I've considered councilling, but I just don't understand/know how I would benefit from it. It Isnt something we could afford private and I'm not sure if my GP would refer me.

What I'm asking is..are my feelings normal considering what I've been through..growing up I knew I wanted to surround myself with a loving family, which I have now but I'm pushing my nearest and dearest away..!!

I've been on ad's before and feel I have come a huge way from my last bout of depression which I owe to dh..so why the pushing away!?

Sorry for the long post, my heads a messy and thanks for reading if you've got this far.

Somerville Thu 02-Jun-16 11:09:58

Sorry you didn't get an answer before. No experience here, but counselling (for a very different thing) has really helped me, so I'd encourage you not to rule it out.

AttilaTheMeerkat Thu 02-Jun-16 11:17:05

What happened to you was abuse and none of that was your fault in any way shape or form.
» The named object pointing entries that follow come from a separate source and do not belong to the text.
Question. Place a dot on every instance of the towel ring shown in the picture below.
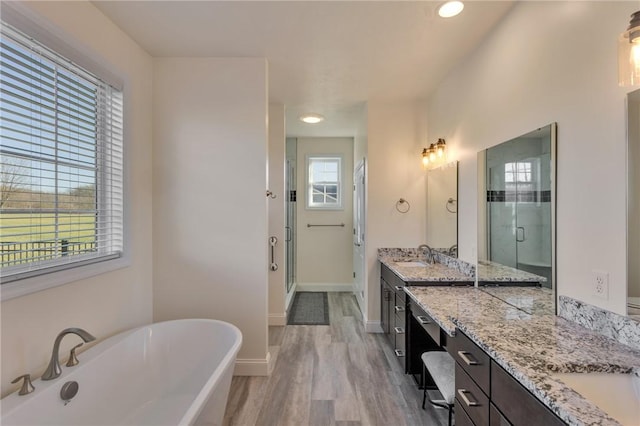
(454, 202)
(402, 202)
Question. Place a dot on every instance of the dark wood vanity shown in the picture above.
(486, 394)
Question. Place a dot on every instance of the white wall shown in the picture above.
(277, 289)
(633, 226)
(550, 62)
(442, 224)
(325, 254)
(396, 134)
(210, 209)
(115, 301)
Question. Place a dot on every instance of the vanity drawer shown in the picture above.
(516, 403)
(426, 322)
(471, 358)
(461, 416)
(471, 398)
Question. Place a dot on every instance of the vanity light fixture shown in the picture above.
(450, 9)
(435, 154)
(425, 157)
(441, 145)
(311, 118)
(629, 53)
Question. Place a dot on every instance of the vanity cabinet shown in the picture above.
(423, 335)
(486, 395)
(393, 312)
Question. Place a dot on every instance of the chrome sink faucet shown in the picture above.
(428, 251)
(53, 369)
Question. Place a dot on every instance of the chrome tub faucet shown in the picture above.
(53, 369)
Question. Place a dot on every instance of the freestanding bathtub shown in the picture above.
(169, 373)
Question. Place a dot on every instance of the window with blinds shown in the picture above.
(61, 162)
(324, 182)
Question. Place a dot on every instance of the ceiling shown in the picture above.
(327, 57)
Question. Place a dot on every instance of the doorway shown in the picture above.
(320, 215)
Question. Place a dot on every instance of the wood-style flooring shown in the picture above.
(335, 375)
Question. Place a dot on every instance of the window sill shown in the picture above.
(27, 286)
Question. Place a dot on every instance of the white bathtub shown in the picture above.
(169, 373)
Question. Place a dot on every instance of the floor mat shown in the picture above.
(309, 308)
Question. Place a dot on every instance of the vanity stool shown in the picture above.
(441, 368)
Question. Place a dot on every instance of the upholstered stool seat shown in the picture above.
(441, 368)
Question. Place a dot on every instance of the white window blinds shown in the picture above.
(61, 162)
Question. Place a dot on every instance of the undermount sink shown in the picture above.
(412, 263)
(616, 394)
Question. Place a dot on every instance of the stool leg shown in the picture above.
(424, 386)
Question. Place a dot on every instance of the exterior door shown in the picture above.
(359, 231)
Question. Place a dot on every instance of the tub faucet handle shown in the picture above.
(26, 387)
(73, 359)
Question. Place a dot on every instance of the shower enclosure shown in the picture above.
(290, 225)
(519, 204)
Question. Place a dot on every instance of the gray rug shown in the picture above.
(309, 308)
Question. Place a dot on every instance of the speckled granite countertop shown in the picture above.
(497, 273)
(532, 344)
(435, 272)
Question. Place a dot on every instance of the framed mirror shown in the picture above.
(633, 204)
(516, 211)
(442, 208)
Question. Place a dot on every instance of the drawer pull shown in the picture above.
(424, 320)
(462, 393)
(465, 357)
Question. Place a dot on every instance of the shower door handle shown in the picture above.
(273, 241)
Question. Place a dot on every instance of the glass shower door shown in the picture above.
(290, 227)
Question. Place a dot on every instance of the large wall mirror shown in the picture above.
(633, 204)
(442, 208)
(516, 210)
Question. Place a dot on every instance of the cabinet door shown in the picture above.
(516, 403)
(386, 297)
(496, 418)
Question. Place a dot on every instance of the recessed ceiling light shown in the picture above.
(450, 9)
(311, 118)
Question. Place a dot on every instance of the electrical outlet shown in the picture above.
(600, 284)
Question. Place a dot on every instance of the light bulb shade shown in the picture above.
(432, 152)
(450, 9)
(440, 147)
(629, 53)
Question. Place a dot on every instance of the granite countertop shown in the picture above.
(495, 272)
(433, 272)
(530, 342)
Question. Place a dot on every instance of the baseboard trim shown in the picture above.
(277, 319)
(253, 367)
(373, 326)
(324, 287)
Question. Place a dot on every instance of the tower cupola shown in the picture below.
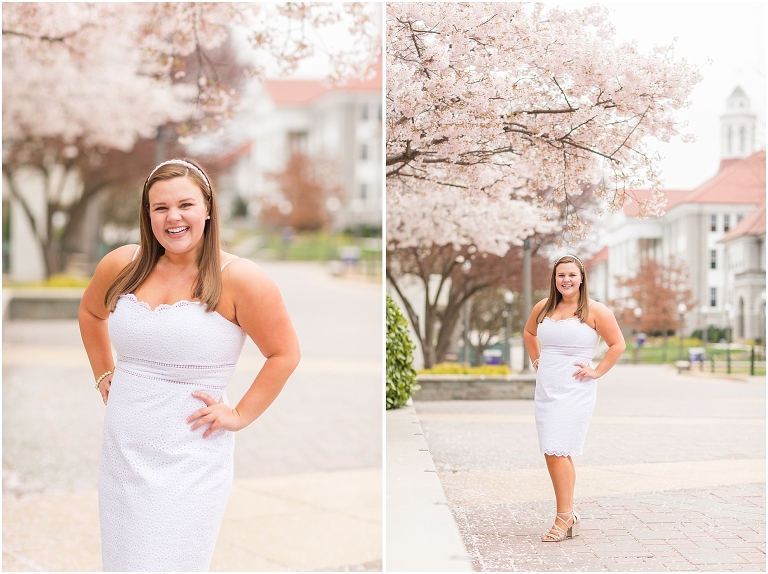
(737, 127)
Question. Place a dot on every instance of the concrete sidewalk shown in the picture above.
(672, 479)
(421, 533)
(287, 523)
(307, 493)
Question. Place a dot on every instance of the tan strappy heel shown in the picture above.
(557, 534)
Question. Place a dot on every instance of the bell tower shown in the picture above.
(737, 129)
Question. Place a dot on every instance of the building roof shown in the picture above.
(739, 182)
(301, 92)
(599, 257)
(752, 224)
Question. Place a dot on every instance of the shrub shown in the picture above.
(401, 376)
(457, 369)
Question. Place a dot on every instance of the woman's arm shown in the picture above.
(607, 327)
(93, 316)
(529, 334)
(261, 314)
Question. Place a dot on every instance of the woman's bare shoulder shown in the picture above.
(243, 276)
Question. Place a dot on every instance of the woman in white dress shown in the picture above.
(561, 336)
(177, 310)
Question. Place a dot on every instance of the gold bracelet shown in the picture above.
(101, 378)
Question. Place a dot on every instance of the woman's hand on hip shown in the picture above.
(104, 385)
(217, 414)
(585, 372)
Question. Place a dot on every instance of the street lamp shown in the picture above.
(638, 312)
(681, 309)
(526, 295)
(728, 312)
(465, 267)
(704, 333)
(509, 297)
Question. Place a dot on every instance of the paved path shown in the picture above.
(307, 490)
(672, 479)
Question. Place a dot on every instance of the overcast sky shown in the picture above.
(727, 42)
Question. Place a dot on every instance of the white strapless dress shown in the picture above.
(162, 487)
(563, 405)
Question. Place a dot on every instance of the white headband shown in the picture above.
(572, 257)
(182, 162)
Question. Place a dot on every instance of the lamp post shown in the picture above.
(526, 295)
(704, 333)
(638, 312)
(465, 267)
(728, 312)
(681, 309)
(509, 297)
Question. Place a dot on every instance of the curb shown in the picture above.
(422, 535)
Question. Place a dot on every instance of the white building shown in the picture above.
(703, 228)
(339, 125)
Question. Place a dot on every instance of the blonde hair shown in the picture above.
(582, 310)
(207, 287)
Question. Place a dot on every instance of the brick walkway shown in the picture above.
(672, 479)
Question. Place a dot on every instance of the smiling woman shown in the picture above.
(561, 336)
(178, 319)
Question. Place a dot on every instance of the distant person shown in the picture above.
(177, 310)
(568, 324)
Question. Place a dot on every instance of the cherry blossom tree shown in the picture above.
(657, 288)
(83, 79)
(528, 102)
(506, 122)
(448, 276)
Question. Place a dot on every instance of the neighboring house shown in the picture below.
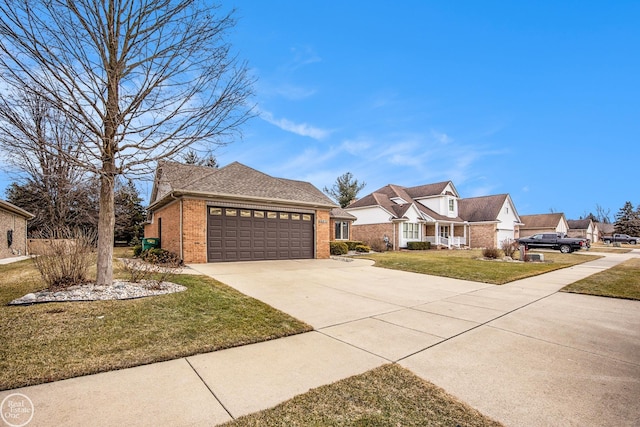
(434, 213)
(491, 219)
(236, 213)
(543, 223)
(340, 224)
(13, 230)
(605, 229)
(583, 228)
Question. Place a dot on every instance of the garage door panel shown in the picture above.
(235, 234)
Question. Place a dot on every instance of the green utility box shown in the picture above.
(150, 243)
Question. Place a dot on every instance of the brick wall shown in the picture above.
(17, 223)
(370, 233)
(169, 216)
(194, 230)
(323, 234)
(483, 236)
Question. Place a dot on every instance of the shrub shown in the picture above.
(137, 250)
(491, 253)
(378, 245)
(160, 256)
(65, 257)
(338, 248)
(351, 244)
(418, 246)
(509, 247)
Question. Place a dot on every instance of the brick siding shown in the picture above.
(194, 230)
(483, 236)
(370, 233)
(17, 223)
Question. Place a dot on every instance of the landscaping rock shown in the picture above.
(92, 292)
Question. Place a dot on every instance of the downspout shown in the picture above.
(180, 227)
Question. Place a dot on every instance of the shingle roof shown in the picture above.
(550, 220)
(15, 209)
(579, 224)
(382, 197)
(234, 180)
(427, 190)
(479, 209)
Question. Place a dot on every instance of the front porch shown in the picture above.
(446, 235)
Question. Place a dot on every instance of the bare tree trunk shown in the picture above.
(106, 224)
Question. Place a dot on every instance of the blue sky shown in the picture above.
(536, 99)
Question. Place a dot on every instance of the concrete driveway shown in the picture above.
(521, 353)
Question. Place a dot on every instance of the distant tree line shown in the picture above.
(628, 220)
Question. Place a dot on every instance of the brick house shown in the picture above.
(236, 213)
(340, 223)
(13, 230)
(583, 229)
(543, 223)
(434, 213)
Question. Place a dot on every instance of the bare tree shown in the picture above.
(59, 193)
(140, 80)
(345, 189)
(603, 215)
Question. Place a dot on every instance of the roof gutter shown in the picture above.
(173, 195)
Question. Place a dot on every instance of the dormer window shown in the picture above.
(398, 200)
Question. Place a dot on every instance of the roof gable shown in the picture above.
(550, 220)
(234, 180)
(579, 224)
(481, 209)
(4, 205)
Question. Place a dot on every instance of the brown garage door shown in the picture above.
(236, 234)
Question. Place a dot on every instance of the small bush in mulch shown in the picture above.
(491, 253)
(160, 256)
(509, 247)
(418, 246)
(338, 248)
I have no personal experience but I think that your feelings are very much valid and normal.

I am sorry your mother chose to side with her man over you as her daughter. Am glad to read that both of them are no longer in your life.

I would consider calling NAPAC on 0808 801 0331; they could help you.
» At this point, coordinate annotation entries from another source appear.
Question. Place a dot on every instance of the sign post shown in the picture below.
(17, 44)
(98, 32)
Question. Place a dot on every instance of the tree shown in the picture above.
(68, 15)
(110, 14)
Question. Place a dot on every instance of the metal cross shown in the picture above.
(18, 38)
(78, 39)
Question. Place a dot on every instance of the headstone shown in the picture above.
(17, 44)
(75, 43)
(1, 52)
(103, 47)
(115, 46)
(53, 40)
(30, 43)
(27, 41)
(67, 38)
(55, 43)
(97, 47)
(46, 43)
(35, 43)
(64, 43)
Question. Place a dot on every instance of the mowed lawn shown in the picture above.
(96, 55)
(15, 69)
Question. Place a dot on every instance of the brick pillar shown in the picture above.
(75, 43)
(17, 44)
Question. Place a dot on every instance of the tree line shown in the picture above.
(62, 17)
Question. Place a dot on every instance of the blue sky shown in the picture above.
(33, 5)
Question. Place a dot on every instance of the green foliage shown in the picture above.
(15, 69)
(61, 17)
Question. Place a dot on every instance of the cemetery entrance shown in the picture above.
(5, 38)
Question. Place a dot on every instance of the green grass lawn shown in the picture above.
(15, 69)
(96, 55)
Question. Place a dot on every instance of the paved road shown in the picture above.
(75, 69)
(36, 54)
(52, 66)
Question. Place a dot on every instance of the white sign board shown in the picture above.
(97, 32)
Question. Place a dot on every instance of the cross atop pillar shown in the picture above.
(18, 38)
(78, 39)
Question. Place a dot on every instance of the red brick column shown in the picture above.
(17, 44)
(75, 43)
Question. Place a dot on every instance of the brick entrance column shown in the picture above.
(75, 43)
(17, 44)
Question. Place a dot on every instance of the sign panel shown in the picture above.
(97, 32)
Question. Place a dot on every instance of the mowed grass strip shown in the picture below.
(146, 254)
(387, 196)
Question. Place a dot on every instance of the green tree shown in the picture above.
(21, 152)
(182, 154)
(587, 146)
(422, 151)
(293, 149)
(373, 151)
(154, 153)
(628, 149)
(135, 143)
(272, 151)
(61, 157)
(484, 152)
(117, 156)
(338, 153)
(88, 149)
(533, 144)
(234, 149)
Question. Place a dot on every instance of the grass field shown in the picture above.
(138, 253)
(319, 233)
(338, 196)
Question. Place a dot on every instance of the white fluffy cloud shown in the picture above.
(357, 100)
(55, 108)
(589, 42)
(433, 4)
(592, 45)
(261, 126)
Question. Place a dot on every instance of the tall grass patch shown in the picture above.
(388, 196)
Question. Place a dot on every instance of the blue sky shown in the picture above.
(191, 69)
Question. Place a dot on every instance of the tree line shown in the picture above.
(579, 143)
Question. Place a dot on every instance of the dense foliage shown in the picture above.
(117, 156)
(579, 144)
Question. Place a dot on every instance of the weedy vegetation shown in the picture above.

GP should refer you but NHS counselling has long waiting lists and you could wait a long time to be seen. Also you would only likely receive a limited number of sessions. Hence the suggestion to call NAPAC as listed above.

shopaholic999 Thu 02-Jun-16 11:53:30

Thanks a lot for replying..

Think I will ring my GP up and see about either going back on ad's or therapy!!

The thing is, I maintained a relationship with both m and sd up until 2 years ago..so what I don't understand is why only now am I struggling to process everything..we had what seemed to be a perfect relationship..as I've got older I've realised I don't like sd very much and backed away from him!!

I could end up ruining my marriage if I don't get sorted..

Somerville Thu 02-Jun-16 11:54:56

Would marriage counselling be a good idea, initially? To give you two the time and space to talk about all this? I think with Relate you only pay what you can afford.

shopaholic999 Thu 02-Jun-16 11:58:56

I've no idea what would help anymore.

I feel if I actually had somewhere to go then I would of left by now..which scares the hell out of me..I just can't deal with relationships at the moment.

Somerville Thu 02-Jun-16 12:04:52

In that case I think you should make it an urgent priority to call that NAPAC number that Attila gave you up there. ^

shopaholic999 Thu 02-Jun-16 12:07:23

I think I have to, along with getting a GP appt!!!